As for the trade wars which Trump started against China, they are eroding the rules of the global system created by the World Trade Organization (WHO).

Even if Trump promised to withdraw the U.S. from the Middle East’s endless wars, he hasn’t made an inch of progress.

The U.S. currently has close to 1,000 military bases across the globe, but it cannot maintain its influence despite being that overstretched.

A rising power like China is now at war with a world power like the United States. Alliances are being broken and new ones are being forged as the global system rots.

The reason for my telling this is that the U.S. political elite frequently make reference the Roman Empire, Ancient Greece and Alexander the Great.
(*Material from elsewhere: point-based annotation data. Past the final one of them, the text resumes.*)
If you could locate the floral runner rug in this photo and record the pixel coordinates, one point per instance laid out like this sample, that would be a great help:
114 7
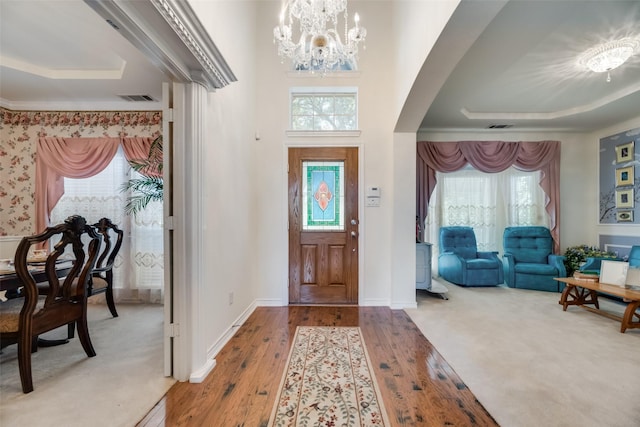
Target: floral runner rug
328 381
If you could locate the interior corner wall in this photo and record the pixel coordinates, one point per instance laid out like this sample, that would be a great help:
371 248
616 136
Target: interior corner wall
618 229
376 93
230 217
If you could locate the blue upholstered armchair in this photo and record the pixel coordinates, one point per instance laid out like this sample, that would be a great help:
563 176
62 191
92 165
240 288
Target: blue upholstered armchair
460 262
529 262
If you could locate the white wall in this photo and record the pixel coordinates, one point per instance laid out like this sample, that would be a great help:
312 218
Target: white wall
245 180
375 83
230 215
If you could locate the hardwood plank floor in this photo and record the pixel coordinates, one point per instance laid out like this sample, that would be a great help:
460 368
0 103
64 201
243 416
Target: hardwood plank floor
418 386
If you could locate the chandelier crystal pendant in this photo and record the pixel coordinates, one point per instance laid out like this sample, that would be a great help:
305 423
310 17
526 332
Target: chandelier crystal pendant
319 46
608 56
In Ancient Rome, there was also violent conflict between the defenders of the “Republic” and the “Empire.”

Popular opinion states that the fall of the Roman Empire was wrought by it having more soldiers than it could control across various regions.

Alexander himself was lost in the complex processes of the east crusades and never made it home again.

Ancient historians such as Plutarch, Livy, Thucydides, Polybius, and Arrian provide us with interesting insights into the conflicts of the defenders of the “Republic” and “Empire.”

Thucydides’ famous book about the “Peloponnesian Wars”, which was said to lead to the collapse of the ancient Greek civilization, is used as a guide in defining the U.S.’s power struggle with China.

I had mentioned the book “Destined for war: Can China and the United States escape Thucydides’ Trap,” penned by American political scientist Prof. Graham Allison in my previous columns.

Allison, by basing his argument on Thucydides’ text, tries to explain how the competition between a ruling power (the U.S.) and a rising power (China) will eventually end in a war.

If we are to get back on topic, the U.S., France and Greece are our so-called NATO allies.

So what is the significance of the “Alexander the Great Military Drill”?

According to a report on the “Greece.greekreporter.com” website, the drill simulates recapturing a Greek island from an “enemy.”

The site in question bases this interpretation on analysts and diplomats associated with the Greek General Staff.

The drill supposedly sends an “open and direct” message that most of the islands found in the East Mediterranean need to de-militarize.

The “enemy” country’s name isn’t openly stated, but it’s not really hard to guess. Even the name of the war game is overly provocative. Alexander thought that ensuring the peace of Greece started in the East. This discourse clashes with the U.S.’s military presence in the Middle East and the Neocon mentality which equates Israel’s security with the U.S.’s national security.

The crusade wars which took place between the 11th and 13th centuries could also be placed within this context.

Even the location of the grave of Alexander the Great is still unknown today and the Crusades ended in a fiasco. History is rife with tales about those who perish in their attempts to swallow up the East.